Four key findings were unearthed via the investigation, including the committee determining that Robinhood exhibited troubling business practices, inadequate risk management and a culture that prioritized rapid growth above stability.

“Robinhood’s disproportionately high order flow and unique formula for calculating PFOF rebates strained several market makers and introduced risk to the stock market. Robinhood’s PFOF formula became a point of contention between Robinhood and Citadel Securities during the meme stock market event,” the report said. “Robinhood asserted to the public and testified to the committee that the company was ‘always comfortable with [its] liquidity’ leading up to its historic trading restrictions, despite the actions undertaken by Robinhood’s executive leadership to respond to liquidity issues it faced in the days leading up to the meme stock market event.”

The committee also found that broker-dealers facing the most severe operational and liquidity concern executed the most expansive trading restrictions amid the frenzy; that most of the firms they spoke to lack explicit plans to change their policies for how they will meet their collateral requirements during extreme market volatility; and that the Depository Trust & Clearing Corporation does not have detailed, written policies and procedures for waiver or modification of a "disincentive” charge it calculates for brokers that are deemed to be undercapitalized.

The DTCC, which waived $9.7 billion of collateral deposit requirements in late January 2021, has regularly waived such charges during periods of acute volatility in the two years before the meme stock event, according to the study.

The committee staff recommends policy changes so that regulators “can better understand the influx of retail traders; enhance supervision of retail facing “superbrokers”; and strengthen capital and liquidity requirements and oversight.”

“The report reached multiple key conclusions, including the finding of existing deficiencies with the current market regulatory structure,” Green said in a statement. “My hope is that the report’s findings will lead to improvements in the functioning and regulation of the U.S. securities markets and result in a more fair and secure system for all investors.”

The full report can be found here.

Scroll down to get caught up on other recent tech news you might have missed in our Wealthtech Weekly recap.

Wealthramp and Smart Kx teaming up to help advisors automate fee calculations for improved accuracy, compliance

Financial advisor matching platform Wealthramp  has entered a new partnership with intelligent billing and contract system Smart Kx to help advisors with fee calculations.

Officials said starting this week, fee-only financial advisors on the Wealthramp network that leverage the collaboration will improve fee calculations in their portfolio management systems and eliminate manual processing and compliance risks. 

The companies say this will allow advisors to spend more time with clients and manage a more efficient practice. The SEC’s Division of Examination reviews whether RIAs have adopted and are following policies and procedures that result in charging fair and accurate fees. RIAs are also required to sufficiently communicate with clients so they understand costs associated with their services. 
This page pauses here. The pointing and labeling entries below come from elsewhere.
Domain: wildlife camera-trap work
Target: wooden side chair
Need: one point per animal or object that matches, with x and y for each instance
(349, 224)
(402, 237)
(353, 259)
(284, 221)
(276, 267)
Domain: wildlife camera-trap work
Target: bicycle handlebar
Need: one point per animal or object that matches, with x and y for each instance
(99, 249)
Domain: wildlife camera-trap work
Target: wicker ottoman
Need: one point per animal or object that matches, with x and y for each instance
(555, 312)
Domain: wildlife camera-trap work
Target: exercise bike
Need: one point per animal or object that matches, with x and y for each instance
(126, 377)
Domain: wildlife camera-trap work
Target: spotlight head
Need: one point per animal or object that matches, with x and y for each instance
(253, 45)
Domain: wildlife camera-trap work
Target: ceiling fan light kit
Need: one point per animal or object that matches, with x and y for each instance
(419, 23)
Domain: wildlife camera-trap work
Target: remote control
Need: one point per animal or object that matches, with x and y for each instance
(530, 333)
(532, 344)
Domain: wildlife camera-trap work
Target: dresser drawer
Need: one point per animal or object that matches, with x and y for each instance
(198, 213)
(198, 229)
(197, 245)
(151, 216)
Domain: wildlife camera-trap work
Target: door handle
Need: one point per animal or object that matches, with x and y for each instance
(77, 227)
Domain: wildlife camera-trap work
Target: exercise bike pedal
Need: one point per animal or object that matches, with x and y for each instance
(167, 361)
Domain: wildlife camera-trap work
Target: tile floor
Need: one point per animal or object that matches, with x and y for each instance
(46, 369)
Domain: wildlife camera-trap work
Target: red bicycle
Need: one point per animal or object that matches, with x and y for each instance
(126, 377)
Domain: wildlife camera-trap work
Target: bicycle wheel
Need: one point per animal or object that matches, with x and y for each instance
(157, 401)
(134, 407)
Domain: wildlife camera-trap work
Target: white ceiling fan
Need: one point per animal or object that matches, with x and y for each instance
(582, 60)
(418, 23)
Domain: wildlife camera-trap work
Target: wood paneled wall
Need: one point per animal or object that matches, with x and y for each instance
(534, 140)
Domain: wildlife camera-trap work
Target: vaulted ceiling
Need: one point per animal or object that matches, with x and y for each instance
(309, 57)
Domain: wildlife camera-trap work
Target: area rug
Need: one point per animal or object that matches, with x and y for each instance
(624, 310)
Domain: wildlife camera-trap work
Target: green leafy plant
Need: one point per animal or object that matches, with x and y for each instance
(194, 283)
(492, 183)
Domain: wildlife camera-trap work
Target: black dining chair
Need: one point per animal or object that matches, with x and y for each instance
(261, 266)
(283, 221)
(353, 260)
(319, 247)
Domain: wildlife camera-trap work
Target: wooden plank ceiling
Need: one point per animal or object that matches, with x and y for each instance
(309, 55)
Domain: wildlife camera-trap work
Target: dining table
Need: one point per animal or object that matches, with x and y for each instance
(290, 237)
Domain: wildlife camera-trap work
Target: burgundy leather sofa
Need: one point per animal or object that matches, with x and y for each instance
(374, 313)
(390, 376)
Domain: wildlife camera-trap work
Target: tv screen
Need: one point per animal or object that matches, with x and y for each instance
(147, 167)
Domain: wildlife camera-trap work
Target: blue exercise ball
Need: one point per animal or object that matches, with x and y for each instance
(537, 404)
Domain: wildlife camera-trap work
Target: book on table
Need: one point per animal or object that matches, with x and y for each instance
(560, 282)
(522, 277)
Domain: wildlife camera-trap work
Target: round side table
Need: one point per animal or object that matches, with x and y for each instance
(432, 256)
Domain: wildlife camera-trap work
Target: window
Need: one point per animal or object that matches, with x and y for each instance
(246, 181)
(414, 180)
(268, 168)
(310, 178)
Last November the SEC conducted 130 examinations and identified deficiencies in nearly all of the reviews, according to leaders from Wealthramp and Smart Kx. Industry experts estimate that fees and client agreements are inconsistent between about 50% and 60% of the time. 

“Fees have always been an issue in the industry, with the onus largely on the individual investor to understand and audit what their advisor is charging,” Smart Kx CEO Lacey Shrum, a former chief compliance officer, said in a statement. “In our current market with inflation adding pressure, clients will be more diligent in reviewing how much they are paying and the calculation accuracy. Now more than ever, RIAs want to spend time building deeper relationships with clients and prospects, not worrying about or defending their incorrect fee calculations.”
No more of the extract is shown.